Genetic Diversity and Levels of Expression of Factor H Binding Protein among Carriage Isolates of Neisseria meningitidis
Author(s) -
Ludovic Lemée,
Eva Hong,
Manuel Etienne,
AlaEddine Deghmane,
V. Delbos,
Aude Terrade,
Gilles Berthelot,
François Caron,
MuhamedKheir Taha
Publication year - 2014
Publication title -
plos one
Language(s) - English
Resource type - Journals
SCImago Journal Rank - 0.99
H-Index - 332
ISSN - 1932-6203
DOI - 10.1371/journal.pone.0107240
Subject(s) - neisseria meningitidis , carriage , biology , multilocus sequence typing , microbiology and biotechnology , neisseriaceae , meningococcal disease , typing , serotype , neisseria , meningococcal vaccine , genetic diversity , virology , gene , genotype , genetics , antibiotics , bacteria , medicine , population , environmental health , pathology
The prevention of meningococcal disease may be improved by recombinant vaccines such as 4CMenB and rLP2086 that target the factor H binding protein (fHbp), an immunogenic surface component of Neisseria meningitidis present as one of three variants.

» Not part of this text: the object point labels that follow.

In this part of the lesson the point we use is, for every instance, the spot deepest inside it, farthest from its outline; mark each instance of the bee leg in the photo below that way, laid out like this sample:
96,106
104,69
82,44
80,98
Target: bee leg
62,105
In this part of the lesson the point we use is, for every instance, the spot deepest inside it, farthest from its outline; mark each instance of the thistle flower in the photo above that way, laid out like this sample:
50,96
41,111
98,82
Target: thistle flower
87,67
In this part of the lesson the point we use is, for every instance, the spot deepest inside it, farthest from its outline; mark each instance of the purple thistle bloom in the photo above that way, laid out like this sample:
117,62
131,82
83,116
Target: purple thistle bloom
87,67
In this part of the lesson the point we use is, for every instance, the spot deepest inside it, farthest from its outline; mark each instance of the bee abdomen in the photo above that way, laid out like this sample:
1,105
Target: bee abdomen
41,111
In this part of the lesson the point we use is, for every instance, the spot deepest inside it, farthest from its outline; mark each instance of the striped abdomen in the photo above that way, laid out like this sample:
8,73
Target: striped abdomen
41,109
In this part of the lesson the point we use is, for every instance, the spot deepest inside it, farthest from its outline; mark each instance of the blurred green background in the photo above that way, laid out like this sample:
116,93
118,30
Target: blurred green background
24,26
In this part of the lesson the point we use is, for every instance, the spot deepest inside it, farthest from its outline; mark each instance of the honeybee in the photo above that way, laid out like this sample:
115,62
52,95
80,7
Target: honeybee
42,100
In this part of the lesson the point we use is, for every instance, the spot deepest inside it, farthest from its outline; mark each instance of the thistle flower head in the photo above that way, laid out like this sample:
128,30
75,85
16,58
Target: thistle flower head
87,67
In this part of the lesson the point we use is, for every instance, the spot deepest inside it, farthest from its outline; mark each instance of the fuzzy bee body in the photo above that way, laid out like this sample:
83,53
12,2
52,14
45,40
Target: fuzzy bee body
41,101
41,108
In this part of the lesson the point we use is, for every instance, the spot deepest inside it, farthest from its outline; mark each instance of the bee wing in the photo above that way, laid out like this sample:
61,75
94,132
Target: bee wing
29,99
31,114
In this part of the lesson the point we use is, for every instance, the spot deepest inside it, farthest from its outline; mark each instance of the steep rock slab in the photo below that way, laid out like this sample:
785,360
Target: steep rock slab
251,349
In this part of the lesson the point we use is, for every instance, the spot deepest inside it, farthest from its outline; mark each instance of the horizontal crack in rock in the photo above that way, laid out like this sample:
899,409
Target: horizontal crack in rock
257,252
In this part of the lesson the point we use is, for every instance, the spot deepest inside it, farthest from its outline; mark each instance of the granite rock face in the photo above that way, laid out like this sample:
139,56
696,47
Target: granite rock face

Whether such vaccines decrease carriage of invasive isolates and thus induce herd immunity is unknown. We analyzed the genetic diversity and levels of expression of fHbp among 268 carriage strains and compare them to those of 467 invasive strains. fhbp gene sequencing showed higher proportions of variants 2 and 3 among carriage isolates (p<0.0001). Carriage isolates expressed lower levels of fHbp (p<0.01) but that remain high enough to predict targeting by antibodies against fHbp particularly in group B isolates belonging to the frequent hypervirulent clonal complexes in Europe and North America (cc32, cc41/44, cc269). This suggests that fHbp targeting meningococcal vaccines might reduce, at least in part, the acquisition of some hyperinvasive isolates.